Adaptive finite difference methods for problems arising in flow of porous medium applications are being considered. Such methods have proved useful for overcoming limitations of computational resources and improving the resolution of the numerical solutions to a wide range of problems. By local refinement of the computational mesh where need to improve the accuracy of solutions, yield better solution resolution than is possible with traditional fixed-grid approaches, representing more efficient use of computational resources.
In this paper, we present a parallel adaptive cell-centered finite difference algorithm for black-oil reservoir simulation models. This is an extension of the adaptive mesh refinement methodology first developed by Berger and Oliger (1984) for the hyperbolic problem.
The material in this paper is subdivided into three parts. First we explain the methodology and intricacies of adaptive finite difference scheme. Then we extend a finite differential cell-centered approximation discretization to a multilevel hierarchy of refined grids, and finally we are employing the algorithm on parallel computers.
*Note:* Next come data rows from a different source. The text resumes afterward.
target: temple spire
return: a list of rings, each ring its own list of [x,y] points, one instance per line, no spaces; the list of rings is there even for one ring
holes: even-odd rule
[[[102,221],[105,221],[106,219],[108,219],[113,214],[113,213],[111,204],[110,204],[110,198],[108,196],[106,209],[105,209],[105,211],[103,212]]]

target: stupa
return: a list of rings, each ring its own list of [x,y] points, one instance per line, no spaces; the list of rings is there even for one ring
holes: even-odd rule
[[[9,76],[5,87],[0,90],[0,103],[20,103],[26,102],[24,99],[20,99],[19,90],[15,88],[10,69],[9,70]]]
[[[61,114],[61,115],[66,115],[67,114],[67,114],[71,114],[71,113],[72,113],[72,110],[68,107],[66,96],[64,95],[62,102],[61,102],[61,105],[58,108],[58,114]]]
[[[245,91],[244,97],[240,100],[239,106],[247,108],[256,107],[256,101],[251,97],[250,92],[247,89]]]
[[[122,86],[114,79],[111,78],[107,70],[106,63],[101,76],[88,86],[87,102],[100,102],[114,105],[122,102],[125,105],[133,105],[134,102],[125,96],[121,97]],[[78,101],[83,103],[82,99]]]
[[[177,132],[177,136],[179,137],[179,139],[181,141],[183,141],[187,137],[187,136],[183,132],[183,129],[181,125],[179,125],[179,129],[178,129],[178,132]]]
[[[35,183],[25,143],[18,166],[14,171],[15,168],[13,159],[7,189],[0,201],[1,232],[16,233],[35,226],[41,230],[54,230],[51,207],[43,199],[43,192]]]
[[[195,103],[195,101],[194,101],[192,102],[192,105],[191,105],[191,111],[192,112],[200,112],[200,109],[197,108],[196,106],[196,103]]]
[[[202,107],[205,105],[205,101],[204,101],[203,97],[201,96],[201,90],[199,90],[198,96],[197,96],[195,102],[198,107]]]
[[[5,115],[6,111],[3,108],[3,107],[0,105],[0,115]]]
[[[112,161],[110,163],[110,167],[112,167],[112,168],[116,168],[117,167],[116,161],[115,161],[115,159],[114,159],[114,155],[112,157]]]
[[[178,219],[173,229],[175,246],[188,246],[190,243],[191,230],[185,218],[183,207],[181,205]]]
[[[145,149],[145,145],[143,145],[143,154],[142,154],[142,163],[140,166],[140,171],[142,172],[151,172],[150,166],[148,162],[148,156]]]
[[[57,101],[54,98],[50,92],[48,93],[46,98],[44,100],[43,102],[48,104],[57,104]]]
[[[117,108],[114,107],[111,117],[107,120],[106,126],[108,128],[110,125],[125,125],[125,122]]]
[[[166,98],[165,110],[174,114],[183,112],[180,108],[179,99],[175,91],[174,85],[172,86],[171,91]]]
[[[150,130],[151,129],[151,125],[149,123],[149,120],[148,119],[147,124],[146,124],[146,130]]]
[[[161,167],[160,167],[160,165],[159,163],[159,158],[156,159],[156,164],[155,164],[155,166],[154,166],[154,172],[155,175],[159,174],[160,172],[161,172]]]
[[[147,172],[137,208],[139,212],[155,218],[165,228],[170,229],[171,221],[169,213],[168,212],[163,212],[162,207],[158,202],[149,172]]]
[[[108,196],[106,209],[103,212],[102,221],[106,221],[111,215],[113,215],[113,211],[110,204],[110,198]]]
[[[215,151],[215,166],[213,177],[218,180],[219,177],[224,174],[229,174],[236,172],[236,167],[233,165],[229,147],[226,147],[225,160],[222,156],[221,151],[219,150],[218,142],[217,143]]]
Our algorithm is fully adaptive in time and space through the use of sub-cycling, in which finer grids are advanced at smaller time steps than coarser one. When coarse and fine grids reach the same advanced time level, they are synchronized to ensure that the global solution is conservative and satisfy the divergence constraint across all levels of refinement.
The results in this work show that the approach presented is robust, and stable, thus demonstrating the increased solution accuracy due to local refinement and reduced computing resource consumption.